NWC News Network, Feb. 20 2009, 1130 hrs
In the recently released findings of its 2009 CIO Agenda Survey, Gartner has estimated that Indian IT spend would grow at 5.52% in 2009. The findings indicate that although there will be a growth in IT spending budgets it will be lower than 13% spends reported in 2008.
The global survey of 1,527 CIOs was conducted by Gartner Executive Programs (EXP) from September 15 to December 15 2008 and represents CIO budget plans reported at that time. The survey observed flat IT budgets across enterprises in North America and Europe, with slight increases in Latin America and a slight decrease in Asia/Pacific.
“Indian companies will have to rapidly adapt in order to maintain their value proposition in the current volatile global economy,” said Peter Sondergaard, global head of research at Gartner. “CIO’s in the country need to recognize that IT's contribution to their enterprise extends beyond just cutting costs. They must have confidence in their ability to use IT to significantly increase business performance."
Findings from the survey indicate that the top ten business priorities in 2009 for CIOs range from reducing enterprise costs, improving enterprise workforce performance, and business process improvements which feature higher up on the list, to increasing the use of information/analytics systems in decision making, managing enterprise change initiatives and targeting customers and markets more effectively.
The survey also estimated that while Business Intelligence (BI) applications such as analytics and data mining, enterprise applications such as ERP, SCM, CRM and server and storage technologies including virtualization featured highest on the CIO’s list of top 10 Technology priorities, collaboration technologies, legacy application modernization, upgradation, and modernization and workflow management found bottom spots on the list.

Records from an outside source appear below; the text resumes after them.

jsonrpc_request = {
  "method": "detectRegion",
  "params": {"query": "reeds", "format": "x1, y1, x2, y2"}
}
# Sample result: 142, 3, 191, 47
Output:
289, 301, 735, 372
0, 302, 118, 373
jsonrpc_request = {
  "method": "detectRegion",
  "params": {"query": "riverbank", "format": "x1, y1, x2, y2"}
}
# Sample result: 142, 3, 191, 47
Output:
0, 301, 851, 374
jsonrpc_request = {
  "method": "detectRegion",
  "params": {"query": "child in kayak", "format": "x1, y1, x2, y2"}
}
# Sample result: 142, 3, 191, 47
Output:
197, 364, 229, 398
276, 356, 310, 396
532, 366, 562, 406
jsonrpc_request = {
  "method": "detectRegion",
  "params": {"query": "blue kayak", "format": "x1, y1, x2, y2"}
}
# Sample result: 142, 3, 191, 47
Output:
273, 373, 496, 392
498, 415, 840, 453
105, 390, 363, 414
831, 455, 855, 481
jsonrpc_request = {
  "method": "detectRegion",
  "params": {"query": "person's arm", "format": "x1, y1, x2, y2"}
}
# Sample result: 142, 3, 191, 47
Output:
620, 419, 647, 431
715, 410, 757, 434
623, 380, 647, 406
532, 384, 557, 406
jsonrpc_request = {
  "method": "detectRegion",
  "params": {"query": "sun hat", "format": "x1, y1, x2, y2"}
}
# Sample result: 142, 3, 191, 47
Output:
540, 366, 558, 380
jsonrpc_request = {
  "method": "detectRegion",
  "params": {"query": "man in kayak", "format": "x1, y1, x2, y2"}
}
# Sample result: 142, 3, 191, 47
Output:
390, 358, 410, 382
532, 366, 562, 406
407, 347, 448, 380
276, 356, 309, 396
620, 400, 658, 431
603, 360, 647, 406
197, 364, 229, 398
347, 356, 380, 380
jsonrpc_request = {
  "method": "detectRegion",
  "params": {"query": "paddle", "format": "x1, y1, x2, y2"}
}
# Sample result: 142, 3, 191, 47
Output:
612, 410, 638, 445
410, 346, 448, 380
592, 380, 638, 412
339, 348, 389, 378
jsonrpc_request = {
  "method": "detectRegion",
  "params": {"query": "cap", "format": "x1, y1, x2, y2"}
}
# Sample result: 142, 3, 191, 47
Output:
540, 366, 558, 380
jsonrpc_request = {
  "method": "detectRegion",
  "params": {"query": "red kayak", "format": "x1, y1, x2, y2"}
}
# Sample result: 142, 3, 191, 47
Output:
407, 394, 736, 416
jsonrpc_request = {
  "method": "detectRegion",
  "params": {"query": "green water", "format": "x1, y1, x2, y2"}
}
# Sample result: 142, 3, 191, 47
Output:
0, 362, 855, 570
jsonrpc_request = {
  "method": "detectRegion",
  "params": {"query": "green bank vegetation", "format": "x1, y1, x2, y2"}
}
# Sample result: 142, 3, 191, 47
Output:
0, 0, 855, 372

The findings also indicate that CIOs in India have shifted their focus from investing in emerging technologies to increasing the return on their existing investments and infrastructure with expected investments in business intelligence applications and information consolidation in order to raise enterprise visibility and transparency, particularly around sales and operational performance, in ERP technologies, with plans for simplification measures that reduce the number of ERP instances, vendors and software licenses and in server and storage technologies to meet enterprise wide demand for these services.